«Abbiamo perso» e «è il momento più difficile della legislatura». In una sola giornata Matteo Renzi riesce a dire entrambe le cose. Un’intervista alla Stampa, la solita serie di retroscena ispirati da palazzo Chigi sugli altri grandi quotidiani, una lunga presenza in studio a Porta a Porta. Il premier si impegna al massimo per correggere l’ombra di negatività che per la prima volta circonda il suo governo e direttamente la sua persona, conseguenza del niente affatto brillante turno elettorale. Incassa però un buon successo nelle votazioni per il nuovo capogruppo del Pd alla camera.
Ettore Rosato succede al bersaniano Roberto Speranza che si era dimesso da ormai due mesi. La conta nel gruppo parlamentare restituisce un risultato tondo, al renziano vanno 239 voti su 309 deputati democratici. È un risultato persino migliore di quello ottenuto nel marzo del 2013, in apertura di legislatura, da Speranza, che mise insieme 200 voti su 297. Le votazioni nel Pd danno sempre risultati bulgari, anche se coprono dissensi che immediatamente dopo riprendono quota. Anche perché Renzi aveva avvertito i deputati della minoranza: «Speranza è una scelta di continuità, l’alternativa poteva essere riformare complessivamente il gruppo» raggiungendo «un nuovo equilibrio». Presto bisognerà rinnovare le presidenze delle commissioni e la minoranza non vuole perdere posizioni, anzi gradirebbe allargarsi.

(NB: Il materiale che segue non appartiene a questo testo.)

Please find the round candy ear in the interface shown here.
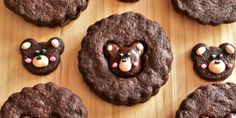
[51,38,60,48]
[21,41,31,50]
[225,44,235,54]
[196,46,206,56]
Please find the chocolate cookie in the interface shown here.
[171,0,236,25]
[0,83,88,118]
[120,0,139,2]
[191,43,236,81]
[176,83,236,118]
[20,37,64,75]
[78,12,173,105]
[4,0,88,27]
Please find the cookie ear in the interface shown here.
[105,43,119,57]
[192,43,207,56]
[220,43,235,55]
[48,37,64,54]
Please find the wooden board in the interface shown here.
[0,0,236,118]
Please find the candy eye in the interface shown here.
[127,52,131,57]
[34,50,40,55]
[42,49,47,54]
[120,53,124,57]
[211,54,217,59]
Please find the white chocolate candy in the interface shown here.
[208,60,226,74]
[119,58,132,72]
[107,45,113,51]
[137,43,144,50]
[21,42,31,50]
[225,45,235,54]
[51,39,60,48]
[33,55,49,68]
[196,47,206,56]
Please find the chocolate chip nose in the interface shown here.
[215,60,220,64]
[36,55,42,60]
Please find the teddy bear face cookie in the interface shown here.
[104,42,144,77]
[20,37,64,75]
[191,43,236,81]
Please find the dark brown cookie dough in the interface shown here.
[171,0,236,25]
[78,12,173,105]
[119,0,139,2]
[0,83,88,118]
[4,0,88,27]
[176,83,236,118]
[20,37,64,75]
[191,43,236,81]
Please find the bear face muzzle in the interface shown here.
[119,58,132,72]
[33,55,49,68]
[208,60,226,74]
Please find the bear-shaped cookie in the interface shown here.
[191,43,236,81]
[20,37,64,75]
[104,42,144,77]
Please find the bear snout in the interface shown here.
[209,60,226,74]
[33,55,49,68]
[119,58,132,72]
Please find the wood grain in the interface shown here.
[0,0,236,118]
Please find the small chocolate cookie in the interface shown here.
[78,12,173,105]
[171,0,236,25]
[0,83,88,118]
[4,0,88,27]
[119,0,139,2]
[191,43,236,81]
[20,37,64,75]
[176,83,236,118]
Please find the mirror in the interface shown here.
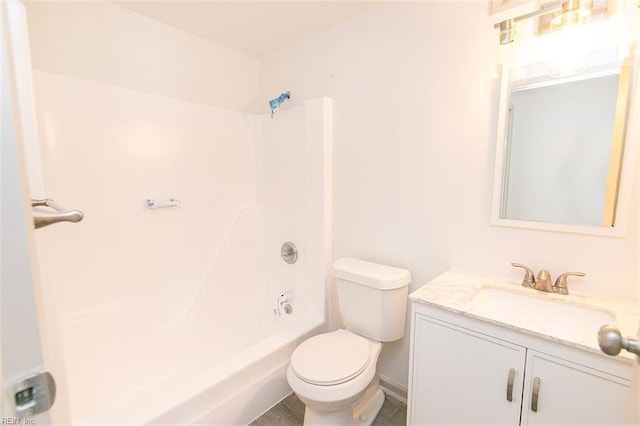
[492,51,633,236]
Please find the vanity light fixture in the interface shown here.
[494,0,596,44]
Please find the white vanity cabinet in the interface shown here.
[407,302,632,425]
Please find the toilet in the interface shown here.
[287,258,411,426]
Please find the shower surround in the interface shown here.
[30,70,331,424]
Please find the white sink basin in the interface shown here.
[470,287,616,340]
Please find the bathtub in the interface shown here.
[28,71,331,425]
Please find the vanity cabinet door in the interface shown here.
[408,313,526,426]
[522,350,629,426]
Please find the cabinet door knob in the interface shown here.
[507,368,516,402]
[531,377,540,413]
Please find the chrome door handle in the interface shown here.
[507,368,516,402]
[31,198,84,229]
[531,377,540,413]
[598,324,640,356]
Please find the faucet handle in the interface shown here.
[511,262,536,288]
[553,272,585,295]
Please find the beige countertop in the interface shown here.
[409,269,640,358]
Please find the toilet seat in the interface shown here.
[291,330,370,386]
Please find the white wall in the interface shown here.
[25,1,259,111]
[261,1,639,385]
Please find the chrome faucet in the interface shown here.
[511,263,585,295]
[533,269,554,293]
[553,272,584,295]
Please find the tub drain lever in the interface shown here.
[273,293,293,316]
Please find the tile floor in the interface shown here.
[249,393,407,426]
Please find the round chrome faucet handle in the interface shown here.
[511,262,536,287]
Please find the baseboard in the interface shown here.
[380,375,408,404]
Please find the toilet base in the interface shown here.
[304,378,384,426]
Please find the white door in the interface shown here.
[0,0,69,425]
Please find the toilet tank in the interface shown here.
[333,257,411,342]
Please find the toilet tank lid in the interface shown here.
[333,257,411,290]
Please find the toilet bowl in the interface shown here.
[287,258,411,426]
[287,329,384,426]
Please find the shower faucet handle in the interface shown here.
[511,262,536,288]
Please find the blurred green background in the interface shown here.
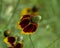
[0,0,60,48]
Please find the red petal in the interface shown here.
[21,15,30,21]
[19,19,30,28]
[8,37,15,46]
[14,43,23,48]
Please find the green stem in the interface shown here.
[4,0,20,29]
[46,37,60,48]
[29,35,35,48]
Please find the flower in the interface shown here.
[4,36,16,46]
[4,30,10,37]
[18,7,38,34]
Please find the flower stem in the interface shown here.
[4,0,20,29]
[29,35,35,48]
[46,37,60,48]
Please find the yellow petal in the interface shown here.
[20,31,34,35]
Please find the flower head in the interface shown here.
[18,7,39,34]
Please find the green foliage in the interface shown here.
[0,0,60,48]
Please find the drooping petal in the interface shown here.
[21,15,30,21]
[14,43,23,48]
[8,37,15,46]
[19,19,30,28]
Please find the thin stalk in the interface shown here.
[29,35,35,48]
[4,0,20,29]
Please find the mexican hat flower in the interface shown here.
[18,6,40,34]
[4,36,16,47]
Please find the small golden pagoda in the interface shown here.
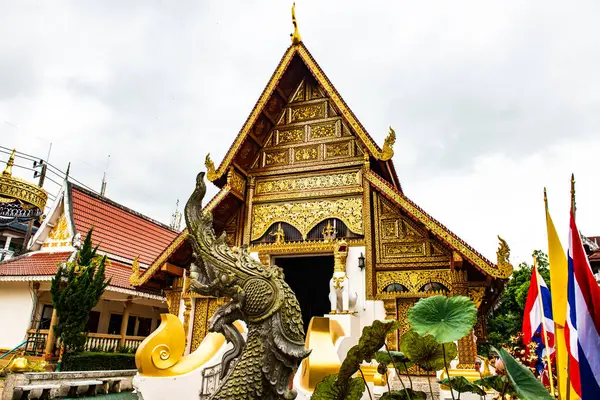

Le difficoltà per il presidente del Consiglio non sono però finite con i ballottaggi, prova ne sia la clamorosa retromarcia che è costretto a ingranare sulla scuola. E nei momenti di difficoltà scatta automatico il tentativo di recuperare le presunte virtù delle origini, così Renzi confida alla Stampa l’intenzione di abbandonare il Renzi 2 per tornare al Renzi 1, che è poi il Renzi che non fa mediazioni che non abbiamo smesso di vedere all’opera. Ma nel ritorno alle origini c’è un’eccezione: le primarie. Che il presidente del Consiglio a questo punto gradisce poco, preferendo riportare in capo al vertice del partito il potere di scegliere i candidati. Lui non avrebbe scelto De Luca in Campania, non avrebbe scelto Casson a Venezia, probabilmente non avrebbe scelto nemmeno Paita in Liguria. «In alcune città e regioni le primarie non hanno funzionato», conferma il premier a Porta a Porta, ultima tappa di un’offensiva mediatica lunga un giorno. Ma aggiunge: «È importante che quanto si tratta di scegliere i candidati per la guida del paese siano i cittadini a scegliere».
Ieri pomeriggio Renzi ha fatto un rapido passaggio all’assemblea dei deputati Pd, avvertendo subito che non avrebbe parlato delle elezioni, «non riapriamo la discussione fatta in direzione». Ma quella direzione, dove pure si era discusso pochino, era stata fatta prima delle sconfitte ai ballottaggi. La tappa a Montecitorio è servita al premier per lanciare la candidatura di Rosato, partito come consigliere comunale della Democrazia cristiana a Trieste, passato per una doppia sconfitta alle provinciali nel 2001 e alle comunali nel 2005, arrivato ad essere capofila dei deputati renziani e uomo d’ordine alla camera.
«Ho fatto l’errore di non aver messo renziani al partito» è una delle frasi – riferite – del presidente del Consiglio ai deputati. Verità assai discutibile, eppure rivelatrice dell’intenzione di riscoprirsi leader del Pd oltre che primo ministro. Un cambio di posti nella segreteria nazionale è in programma da tempo, ma è assai improbabile che quell’istanza che in questi mesi è stata nulla più di una folcloristica riunione all’alba potrà trasformarsi in qualcosa di più serio nel partito del leader.

Seria è invece l’intenzione di stringere le maglie del dissenso nei gruppi parlamentari, in vista dei passaggi delicati al senato della scuola, della Rai e della riforma costituzionale. Lo strumento individuato dovrebbe essere la modifica degli statuti delle delegazioni parlamentari, operazione che non richiede tempi troppo lunghi; in prospettiva poi dovrebbe arrivare la legge sui partiti di «attuazione» dell’articolo 49 della Costituzione. E di se stesso Renzi dice: «Andrò a casa se perderò le elezioni per il governo. O nel 2017 se dovessi perdere il congresso del Pd». red. pol.